Why Too Many Choices Can Paralyse You

WHY TOO MANY CHOICES CAN PARALYSE YOU

Note: We’re excited to introduce you to our special guest writer, Evelyn Hill, a minimalist, a vegan and a super talented creative. You can find more of Evelyn’s work on her Twitter and Instgram.

I was at a beauty shop the other day, looking for a red lipstick to wear for a date with my husband. I just wanted a red lipstick, as mine had run out, that’s all. I wasn’t looking for anything else and in fact knew the one I wanted. It was supposed to be a quick run in and out.

An hour later, I was still in the shop. A salesgirl had cornered me (not a fan when that happens, frankly) and was trying to get me to try other red lipsticks. There were at least 50 that I could see, just from where I was standing.

About 20 minutes after that, I had left the store with the first lipstick I had in my hand. The one I had gone in there to buy. But I also left with a headache, the kind that pangs by having too many choices.

Choices plague us.

We live in a world where more and more choices are given to us, leaving us to feel helpless when stuck making a decision. We keep asking ourselves, is this a good choice? Will I be happy in the long run? What if there’s something better and I just haven’t found it yet?

If this sounds like you, you’re not alone. Many of us feel this way. We find choices everywhere, from the food that we buy to the entertainment we see to even the places we can go and the things we can do.

And while many of us would say, grand, choices are great. You have more opportunities to try something new. And trying something new isn’t necessarily bad. But I will tell you this, from personal experience:

More choices means less action and less satisfaction.

So I’m going to take this time to tell you why too many choices can paralyze you. Don’t worry, though — I’m also going to give you some solutions to help you overcome it. So let’s start with why choices aren’t always a good thing.

You have to decide between a choice and a “better” choice

Nothing detracts from a choice quite like knowing you could have made a “better” choice.

You know the kind I mean, right? You go into a shop to buy a jacket because you need one. All of a sudden, you see all the jackets that are on offer. You think, ah, I can get a deal on a better jacket than the one I wanted. And then you’re stuck in the shop for at least an hour, trying to decide between the jacket you went in to buy and a jacket that’s more expensive but on offer.

It’s a paralyzing feeling. And sometimes it can be so overwhelming that you don’t make a choice at all. The decision between choosing one or the other has left you with a headache the size of Australia and still no jacket.

Opportunity costs detract from the choice you made, also known as FOMO

This is what happens after you’ve actually made a choice.
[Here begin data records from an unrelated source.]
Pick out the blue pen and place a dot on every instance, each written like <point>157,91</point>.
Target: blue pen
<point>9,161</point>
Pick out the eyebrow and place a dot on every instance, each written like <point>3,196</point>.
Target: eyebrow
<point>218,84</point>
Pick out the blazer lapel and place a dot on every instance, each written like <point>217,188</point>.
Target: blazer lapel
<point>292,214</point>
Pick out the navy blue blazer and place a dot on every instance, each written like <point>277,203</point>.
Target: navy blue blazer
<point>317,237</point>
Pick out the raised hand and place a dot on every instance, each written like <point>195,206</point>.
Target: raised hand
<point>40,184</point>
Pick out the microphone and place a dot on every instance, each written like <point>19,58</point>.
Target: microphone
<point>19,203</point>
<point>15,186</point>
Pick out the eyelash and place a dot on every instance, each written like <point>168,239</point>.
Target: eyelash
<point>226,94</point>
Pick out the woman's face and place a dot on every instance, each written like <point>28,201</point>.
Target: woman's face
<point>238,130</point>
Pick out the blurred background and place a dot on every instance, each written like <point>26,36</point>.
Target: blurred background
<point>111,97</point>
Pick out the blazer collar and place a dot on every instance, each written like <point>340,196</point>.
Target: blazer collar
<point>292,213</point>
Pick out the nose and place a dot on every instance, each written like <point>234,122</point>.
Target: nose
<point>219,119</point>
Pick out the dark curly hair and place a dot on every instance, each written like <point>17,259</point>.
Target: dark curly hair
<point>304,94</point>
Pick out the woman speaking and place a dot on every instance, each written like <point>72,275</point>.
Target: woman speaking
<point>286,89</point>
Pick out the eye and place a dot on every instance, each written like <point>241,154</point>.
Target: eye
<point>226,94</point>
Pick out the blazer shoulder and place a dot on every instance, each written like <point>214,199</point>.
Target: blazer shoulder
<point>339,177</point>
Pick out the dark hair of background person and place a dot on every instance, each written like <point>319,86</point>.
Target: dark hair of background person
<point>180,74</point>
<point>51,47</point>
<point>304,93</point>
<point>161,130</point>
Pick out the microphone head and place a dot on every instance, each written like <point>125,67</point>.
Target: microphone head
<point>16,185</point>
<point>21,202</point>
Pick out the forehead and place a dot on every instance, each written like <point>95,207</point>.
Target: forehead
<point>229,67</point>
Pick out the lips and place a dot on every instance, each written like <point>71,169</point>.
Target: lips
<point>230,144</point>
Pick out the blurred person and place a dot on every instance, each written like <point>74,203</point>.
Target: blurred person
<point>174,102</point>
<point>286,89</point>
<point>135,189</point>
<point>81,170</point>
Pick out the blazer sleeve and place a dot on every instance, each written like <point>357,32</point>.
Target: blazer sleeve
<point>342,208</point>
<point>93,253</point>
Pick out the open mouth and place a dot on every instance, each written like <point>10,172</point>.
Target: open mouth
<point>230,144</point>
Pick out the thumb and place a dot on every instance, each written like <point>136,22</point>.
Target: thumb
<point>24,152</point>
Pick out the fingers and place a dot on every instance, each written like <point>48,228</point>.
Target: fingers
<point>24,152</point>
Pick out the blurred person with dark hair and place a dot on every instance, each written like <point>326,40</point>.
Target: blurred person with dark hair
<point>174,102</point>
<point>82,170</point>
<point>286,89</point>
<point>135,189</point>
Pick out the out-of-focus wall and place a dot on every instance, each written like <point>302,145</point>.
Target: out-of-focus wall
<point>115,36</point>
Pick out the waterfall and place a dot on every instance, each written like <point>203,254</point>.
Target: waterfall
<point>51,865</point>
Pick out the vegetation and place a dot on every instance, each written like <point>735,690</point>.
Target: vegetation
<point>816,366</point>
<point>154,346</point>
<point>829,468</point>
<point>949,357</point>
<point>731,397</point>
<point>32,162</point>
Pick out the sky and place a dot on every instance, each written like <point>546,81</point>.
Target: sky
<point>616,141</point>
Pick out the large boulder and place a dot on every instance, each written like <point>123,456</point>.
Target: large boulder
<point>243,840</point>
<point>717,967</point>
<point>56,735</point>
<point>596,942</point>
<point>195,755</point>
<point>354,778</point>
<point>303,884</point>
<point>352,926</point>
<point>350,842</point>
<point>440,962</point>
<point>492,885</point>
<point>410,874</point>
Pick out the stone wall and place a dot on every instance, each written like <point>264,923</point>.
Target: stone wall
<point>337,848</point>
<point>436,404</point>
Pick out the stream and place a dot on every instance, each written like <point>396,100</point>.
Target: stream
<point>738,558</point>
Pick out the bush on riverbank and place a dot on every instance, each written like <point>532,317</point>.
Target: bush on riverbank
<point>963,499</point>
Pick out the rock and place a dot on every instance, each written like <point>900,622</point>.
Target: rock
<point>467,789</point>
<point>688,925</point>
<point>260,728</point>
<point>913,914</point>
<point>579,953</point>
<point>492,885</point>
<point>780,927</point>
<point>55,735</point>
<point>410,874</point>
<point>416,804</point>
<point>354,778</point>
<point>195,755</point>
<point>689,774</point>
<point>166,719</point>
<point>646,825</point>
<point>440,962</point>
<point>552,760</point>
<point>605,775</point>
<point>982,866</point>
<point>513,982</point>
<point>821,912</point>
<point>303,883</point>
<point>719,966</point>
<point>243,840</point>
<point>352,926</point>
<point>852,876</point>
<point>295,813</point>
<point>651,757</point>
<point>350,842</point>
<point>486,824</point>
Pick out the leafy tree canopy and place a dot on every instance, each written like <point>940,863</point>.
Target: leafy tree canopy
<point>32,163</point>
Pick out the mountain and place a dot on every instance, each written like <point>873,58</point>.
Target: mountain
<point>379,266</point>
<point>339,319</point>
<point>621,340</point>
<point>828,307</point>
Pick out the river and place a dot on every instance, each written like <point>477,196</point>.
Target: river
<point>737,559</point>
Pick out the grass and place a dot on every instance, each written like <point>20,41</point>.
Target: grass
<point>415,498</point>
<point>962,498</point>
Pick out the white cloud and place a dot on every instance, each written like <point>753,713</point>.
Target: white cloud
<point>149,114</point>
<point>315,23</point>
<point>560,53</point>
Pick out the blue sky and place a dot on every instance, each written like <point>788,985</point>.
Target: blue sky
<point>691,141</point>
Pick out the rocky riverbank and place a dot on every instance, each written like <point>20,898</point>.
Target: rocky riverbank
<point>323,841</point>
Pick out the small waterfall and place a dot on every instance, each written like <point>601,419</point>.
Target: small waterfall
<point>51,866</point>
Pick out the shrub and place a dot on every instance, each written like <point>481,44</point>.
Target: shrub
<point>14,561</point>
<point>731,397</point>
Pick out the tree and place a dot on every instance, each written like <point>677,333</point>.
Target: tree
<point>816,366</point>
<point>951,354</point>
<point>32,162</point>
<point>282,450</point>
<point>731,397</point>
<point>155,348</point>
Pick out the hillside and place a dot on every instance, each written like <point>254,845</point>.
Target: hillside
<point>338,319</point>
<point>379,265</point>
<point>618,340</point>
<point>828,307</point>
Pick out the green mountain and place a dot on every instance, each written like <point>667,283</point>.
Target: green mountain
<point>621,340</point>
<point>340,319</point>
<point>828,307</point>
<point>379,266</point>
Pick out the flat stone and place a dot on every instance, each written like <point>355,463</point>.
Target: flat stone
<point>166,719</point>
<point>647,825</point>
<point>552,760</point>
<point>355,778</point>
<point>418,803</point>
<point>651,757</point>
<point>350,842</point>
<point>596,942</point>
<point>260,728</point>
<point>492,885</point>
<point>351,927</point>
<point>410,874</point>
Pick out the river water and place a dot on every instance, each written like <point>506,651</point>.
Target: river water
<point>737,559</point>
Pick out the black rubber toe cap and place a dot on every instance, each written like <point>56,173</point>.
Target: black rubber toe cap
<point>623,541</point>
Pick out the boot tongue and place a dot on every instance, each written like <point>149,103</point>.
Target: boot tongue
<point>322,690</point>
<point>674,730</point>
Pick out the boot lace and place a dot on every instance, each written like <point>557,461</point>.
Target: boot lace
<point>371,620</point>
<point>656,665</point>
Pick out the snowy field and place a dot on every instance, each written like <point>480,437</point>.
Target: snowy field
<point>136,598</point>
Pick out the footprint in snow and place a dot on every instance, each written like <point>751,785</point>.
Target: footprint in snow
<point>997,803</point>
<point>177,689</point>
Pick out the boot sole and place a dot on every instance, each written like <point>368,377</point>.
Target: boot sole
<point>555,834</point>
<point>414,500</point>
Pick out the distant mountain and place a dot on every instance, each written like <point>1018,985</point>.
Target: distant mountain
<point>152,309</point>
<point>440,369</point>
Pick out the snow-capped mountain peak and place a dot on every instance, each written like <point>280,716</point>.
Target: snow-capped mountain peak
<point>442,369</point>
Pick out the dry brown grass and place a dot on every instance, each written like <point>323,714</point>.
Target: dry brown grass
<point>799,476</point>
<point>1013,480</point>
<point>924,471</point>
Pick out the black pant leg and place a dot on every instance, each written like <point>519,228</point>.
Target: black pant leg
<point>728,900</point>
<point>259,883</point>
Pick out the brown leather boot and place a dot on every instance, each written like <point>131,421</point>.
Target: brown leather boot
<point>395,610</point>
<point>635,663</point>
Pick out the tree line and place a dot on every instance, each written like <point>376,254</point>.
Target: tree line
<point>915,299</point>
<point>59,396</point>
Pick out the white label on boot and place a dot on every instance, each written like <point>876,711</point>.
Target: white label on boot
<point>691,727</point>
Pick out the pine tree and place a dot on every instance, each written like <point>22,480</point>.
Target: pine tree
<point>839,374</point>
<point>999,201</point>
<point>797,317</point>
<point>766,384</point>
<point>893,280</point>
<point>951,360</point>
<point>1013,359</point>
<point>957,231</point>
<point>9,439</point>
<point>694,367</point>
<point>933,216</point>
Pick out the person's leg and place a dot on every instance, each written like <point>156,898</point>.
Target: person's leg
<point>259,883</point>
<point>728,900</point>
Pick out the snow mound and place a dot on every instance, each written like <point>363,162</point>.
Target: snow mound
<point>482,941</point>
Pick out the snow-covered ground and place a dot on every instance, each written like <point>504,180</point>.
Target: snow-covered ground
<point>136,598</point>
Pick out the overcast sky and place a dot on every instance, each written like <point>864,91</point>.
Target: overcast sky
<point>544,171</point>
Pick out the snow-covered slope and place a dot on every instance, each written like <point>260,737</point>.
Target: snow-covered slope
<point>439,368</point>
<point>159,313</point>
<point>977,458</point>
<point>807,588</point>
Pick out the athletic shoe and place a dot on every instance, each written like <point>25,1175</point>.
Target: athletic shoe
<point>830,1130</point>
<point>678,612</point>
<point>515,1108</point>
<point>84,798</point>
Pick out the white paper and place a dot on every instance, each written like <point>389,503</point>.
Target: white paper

You’ve picked something to wear, eat, see, or do, and then FOMO (Fear Of Missing Out) hits you straight in the face.

It’s easy to imagine the benefits of the choices you don’t pick, isn’t it? You’ve made a choice but then you see someone with a different choice and you start thinking about how much better that choice would have been. You start having regrets about your own decision.

This fear of missing out is one of the biggest ways choices can paralyze you. When there are no choices except for one, you’re not stuck in purgatory of regret — there’s just that one choice. You get on with it. But more choices leave you feeling like you always make the wrong choice.

You increase your expectations with every new choice available to you

We’re a society that is becoming more demanding. With more choices comes the expectation that all of the choices must be quality. When they aren’t, we get upset.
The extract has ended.